Vanuit de geschiedenis van Jozef ontdekken we vanavond dit: wie God wil danken onder alle omstandigheden zal trots maar ook zelfverwijt moeten laten varen. Hoe kun je God danken als je jezelf op de borst klopt voor wat je bereikt hebt? Ik merk: hoe meer ik geloof dat ik zelf iets bereikt heb, hoe minder ik dank. Maar net zo goed verstomt de dank in je leven wanneer je vol zelfverwijt rondloopt: wat ben ik toch stom bezig geweest. Jozef zegt: God! God heeft de regie. Wat ik bereikt heb heeft Hij bewerkt. En wanneer ik last heb van mijn fouten en mijn stommiteiten en dat mezelf verwijt, mag ik bedenken dat God dwars daardoor heen bezig is iets goeds te doen. Zo kan ik God danken onder alle omstandigheden. In de viering met de kinderen vanmiddag was het thema: weer of geen weer, dank de Heer. Mijn dank is niet afhankelijk van de omstandigheden want ik dank God voor wat Hij gedaan heeft. Dat geldt ook voor het afgelopen jaar. Hij had de regie in mijn leven. En Hij wil mijn leven redden en voor eeuwig doen voortbestaan. Zo leer je God kennen in de geschiedenis van Jozef als de God die uit is op redding en leven.
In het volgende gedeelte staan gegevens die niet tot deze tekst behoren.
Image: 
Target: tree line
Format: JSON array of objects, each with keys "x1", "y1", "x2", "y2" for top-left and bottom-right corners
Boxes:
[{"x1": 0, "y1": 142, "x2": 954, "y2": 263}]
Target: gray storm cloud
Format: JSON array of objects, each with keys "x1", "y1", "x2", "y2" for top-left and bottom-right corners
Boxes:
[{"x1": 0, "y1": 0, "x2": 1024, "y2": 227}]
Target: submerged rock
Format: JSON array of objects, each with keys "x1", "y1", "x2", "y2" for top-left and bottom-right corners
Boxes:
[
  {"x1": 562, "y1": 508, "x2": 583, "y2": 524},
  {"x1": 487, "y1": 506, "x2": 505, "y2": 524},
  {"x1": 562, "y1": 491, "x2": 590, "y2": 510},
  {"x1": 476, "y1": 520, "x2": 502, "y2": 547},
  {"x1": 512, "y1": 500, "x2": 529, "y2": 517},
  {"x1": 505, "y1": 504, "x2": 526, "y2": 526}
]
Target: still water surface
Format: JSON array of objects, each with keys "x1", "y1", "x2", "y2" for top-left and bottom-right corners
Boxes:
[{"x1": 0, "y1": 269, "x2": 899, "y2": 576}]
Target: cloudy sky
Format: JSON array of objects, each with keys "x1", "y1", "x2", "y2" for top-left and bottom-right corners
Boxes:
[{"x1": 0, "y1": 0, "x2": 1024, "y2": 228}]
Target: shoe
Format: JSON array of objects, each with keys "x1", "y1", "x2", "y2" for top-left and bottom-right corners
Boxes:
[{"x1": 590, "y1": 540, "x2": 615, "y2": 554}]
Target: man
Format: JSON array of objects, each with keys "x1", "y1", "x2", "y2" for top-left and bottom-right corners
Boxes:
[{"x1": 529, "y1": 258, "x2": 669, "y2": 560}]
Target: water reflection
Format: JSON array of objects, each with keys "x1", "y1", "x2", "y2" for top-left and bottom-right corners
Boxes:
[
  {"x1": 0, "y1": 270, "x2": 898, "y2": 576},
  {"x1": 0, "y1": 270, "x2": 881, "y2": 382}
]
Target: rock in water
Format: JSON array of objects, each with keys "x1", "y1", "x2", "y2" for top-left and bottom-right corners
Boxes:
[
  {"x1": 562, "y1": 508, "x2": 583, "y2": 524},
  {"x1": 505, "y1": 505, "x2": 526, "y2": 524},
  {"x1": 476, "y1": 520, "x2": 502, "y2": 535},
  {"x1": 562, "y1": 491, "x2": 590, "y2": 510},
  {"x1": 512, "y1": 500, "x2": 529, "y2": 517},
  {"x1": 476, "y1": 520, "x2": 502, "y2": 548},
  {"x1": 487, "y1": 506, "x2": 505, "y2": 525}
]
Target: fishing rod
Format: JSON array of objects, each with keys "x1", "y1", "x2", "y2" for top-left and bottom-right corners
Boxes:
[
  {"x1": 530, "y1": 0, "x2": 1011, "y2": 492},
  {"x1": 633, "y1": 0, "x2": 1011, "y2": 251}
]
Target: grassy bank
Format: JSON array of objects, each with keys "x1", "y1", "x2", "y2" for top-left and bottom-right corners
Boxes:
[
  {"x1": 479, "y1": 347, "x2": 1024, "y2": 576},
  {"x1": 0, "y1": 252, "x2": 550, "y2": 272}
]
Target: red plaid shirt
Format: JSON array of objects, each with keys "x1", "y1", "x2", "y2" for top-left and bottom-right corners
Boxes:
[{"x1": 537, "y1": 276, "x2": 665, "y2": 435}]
Uiteindelijk: in Christus. En dat is ook de diepe, bevrijdende boodschap hier: God werkt aan de redding van jouw leven dwars door het kwaad heen. Ook je eigen kwaad.

 

Dat God de regie in je leven heeft betekent niet dat je eigen verantwoordelijkheid verdwijnt. Je zult morgen gewoon weer voor je levensonderhoud op pad moeten. Of dat nou betekent dat je naar je werk gaat of dat je studeert of dat je gaat solliciteren of op school zit, je zult het zelf moeten doen. God legt die verantwoordelijkheid in jouw handen. Jozef had dat heel goed begrepen, hij doet zijn werk trouw, gehoorzaam en met grote inzet en zonder te weten wat het hem zou opleveren. Tegelijk hoef je onder die verantwoordelijkheid niet gebukt te gaan. Want je mag weten dat jouw verantwoordelijkheid voor jezelf is ingebed in Gods zorg voor jou. Ook je eigen verantwoordelijkheid voor je levensonderhoud is ingebed in Gods zorg voor jou. Voel je de bemoediging die daarin zit? Ook als je hier vanavond zit met grote zorgen voor de toekomst, juist als je hier zit met grote zorgen voor de toekomst, mag je weten dat God de regie heeft. Dat Hij bezig is met iets goeds dwars door moeiten en kwaad heen.

 

Om nu te leren danken, en om dwars door alles heen dankbaar te blijven, zou je dit kunnen doen concreet na deze dienst en in de rest van de week: dank God iedere dag voor iets anders. Probeer in je gebed telkens iets anders te benoemen waar je God voor dankt: werk, eten en drinken, gezondheid, goede resultaten op school, dat je elkaar hebt als gezin, de kerk, enzovoorts. Dank God iedere dag voor iets anders. Wees creatief. Sta op deze manier heel bewust stil bij je dankbaarheid aan God. En ja, het belangrijkste waar wij God dankbaar voor zijn, de redding van ons leven, ik hoop dat u daar iedere dag voor dankt. Amen.